A Chinese entrepreneur who founded one of that country's most forward-thinking automakers has purchased just under 10% of Mercedes-Benz parent Daimler AG (OTC:DDAIF), the German company said on Friday.
The entrepreneur is Li Shufu, the founder, chairman, and principal owner of Geely Automobile Holdings (OTC:GELYF). His decision to take a substantial stake in Daimler is the latest sign that Geely has big global ambitions. Investors should take note.
Who is Geely?
Li's company, known as Geely, is one of China's leading domestic automakers, and perhaps the one with the greatest global ambitions.
Geely's holdings include controlling stakes in Volvo Cars, British sports-car maker Lotus, and Manganese Bronze Holdings, the maker of London's iconic black cabs. Geely is also the biggest shareholder of Volvo AB, one of the world's largest makers of heavy trucks (and Volvo Cars' former owner), and owns nearly half of Malaysian automaker Proton.
Together with Volvo Cars, Geely also owns Lynk & Co., a new upscale Chinese auto brand that plans to enter the European and U.S. auto markets in coming years.
What's happening with Daimler?
Li has acquired a 9.69% stake in Daimler, worth nearly $9 billion. He's now the German automaker's largest single shareholder.
Chinese automakers see partnerships with global automakers as sources of technology and manufacturing expertise as well as a way to elevate their local standing.
According to a Reuters report, Geely has been seeking an alliance with Daimler around electric-vehicle technologies. Aside from the prestige that comes with a big stake in Mercedes-Benz's parent, it's likely that Li hopes his investment will give Geely leverage in those discussions.
How does Daimler feel about this?
In a statement, Daimler said that it was "pleased" to have Li as a long-term shareholder. But it was carefully noncommittal on the topic of an alliance:
Daimler knows and appreciates Li Shufu as an especially knowledgeable Chinese entrepreneur with clear vision for the future, with whom one can constructively discuss change in the industry.
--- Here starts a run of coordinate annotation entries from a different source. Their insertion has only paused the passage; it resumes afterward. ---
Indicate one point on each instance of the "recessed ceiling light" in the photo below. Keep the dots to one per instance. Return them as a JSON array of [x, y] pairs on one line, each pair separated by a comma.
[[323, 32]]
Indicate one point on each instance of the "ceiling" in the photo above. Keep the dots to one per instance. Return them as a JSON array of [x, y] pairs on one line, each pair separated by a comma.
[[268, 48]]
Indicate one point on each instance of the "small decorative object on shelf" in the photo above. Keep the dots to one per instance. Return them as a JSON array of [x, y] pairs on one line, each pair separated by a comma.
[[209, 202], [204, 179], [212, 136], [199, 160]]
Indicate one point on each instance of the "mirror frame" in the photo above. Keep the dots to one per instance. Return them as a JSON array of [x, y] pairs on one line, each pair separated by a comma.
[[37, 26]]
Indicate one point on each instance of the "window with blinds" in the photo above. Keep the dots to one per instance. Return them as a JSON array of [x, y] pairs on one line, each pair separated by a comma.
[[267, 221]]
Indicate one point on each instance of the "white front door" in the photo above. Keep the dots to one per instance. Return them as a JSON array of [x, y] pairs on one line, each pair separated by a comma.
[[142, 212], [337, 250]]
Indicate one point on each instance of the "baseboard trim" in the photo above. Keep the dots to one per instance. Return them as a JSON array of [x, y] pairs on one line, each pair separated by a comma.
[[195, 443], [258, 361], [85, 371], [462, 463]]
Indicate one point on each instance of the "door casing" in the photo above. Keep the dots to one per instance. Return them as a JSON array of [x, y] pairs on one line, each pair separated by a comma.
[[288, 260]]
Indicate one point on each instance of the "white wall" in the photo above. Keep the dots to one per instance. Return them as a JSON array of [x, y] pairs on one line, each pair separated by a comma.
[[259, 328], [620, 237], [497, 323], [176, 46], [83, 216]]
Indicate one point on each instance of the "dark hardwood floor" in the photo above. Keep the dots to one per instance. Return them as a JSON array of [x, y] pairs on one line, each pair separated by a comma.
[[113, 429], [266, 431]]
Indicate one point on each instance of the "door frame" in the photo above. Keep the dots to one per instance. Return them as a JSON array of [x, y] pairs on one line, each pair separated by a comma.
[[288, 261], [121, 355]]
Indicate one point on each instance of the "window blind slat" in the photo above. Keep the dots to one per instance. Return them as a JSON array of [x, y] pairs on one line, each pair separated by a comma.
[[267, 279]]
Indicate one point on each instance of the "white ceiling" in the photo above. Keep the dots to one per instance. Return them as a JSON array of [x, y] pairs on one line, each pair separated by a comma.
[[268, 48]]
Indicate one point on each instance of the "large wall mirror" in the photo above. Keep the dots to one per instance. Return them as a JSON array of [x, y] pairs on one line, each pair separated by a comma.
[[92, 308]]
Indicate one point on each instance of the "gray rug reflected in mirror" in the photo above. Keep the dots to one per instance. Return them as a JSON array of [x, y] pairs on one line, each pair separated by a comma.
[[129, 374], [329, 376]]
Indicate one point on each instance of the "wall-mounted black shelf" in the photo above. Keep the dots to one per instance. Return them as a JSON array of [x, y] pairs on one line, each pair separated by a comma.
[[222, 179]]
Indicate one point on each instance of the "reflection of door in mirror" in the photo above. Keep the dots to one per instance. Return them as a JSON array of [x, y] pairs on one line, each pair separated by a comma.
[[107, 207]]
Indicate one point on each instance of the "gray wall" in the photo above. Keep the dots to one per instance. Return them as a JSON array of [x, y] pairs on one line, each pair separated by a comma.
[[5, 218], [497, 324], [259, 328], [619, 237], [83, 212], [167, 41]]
Daimler has good reasons to be careful: For starters, it already has a major partner in China, Geely rival BAIC Motor Corporation -- and a partnership around electric vehicles with BYD, the Chinese battery-and-electric-vehicle company backed by Berkshire Hathaway.
It's probably not a coincidence that Daimler and BAIC chose to announce on Monday that they will together invest about 1.5 billion euros ($1.84 billion) to build a new Mercedes-Benz factory near Beijing.
What does this mean for investors?
For now, I think it means "put Geely on your radar."
Li is a forward-looking entrepreneur with some important alliances, global ambitions, and -- apparently -- a lot of money to spend. That makes him, and Geely, worth watching as the Chinese automaker moves closer to becoming a major global auto player.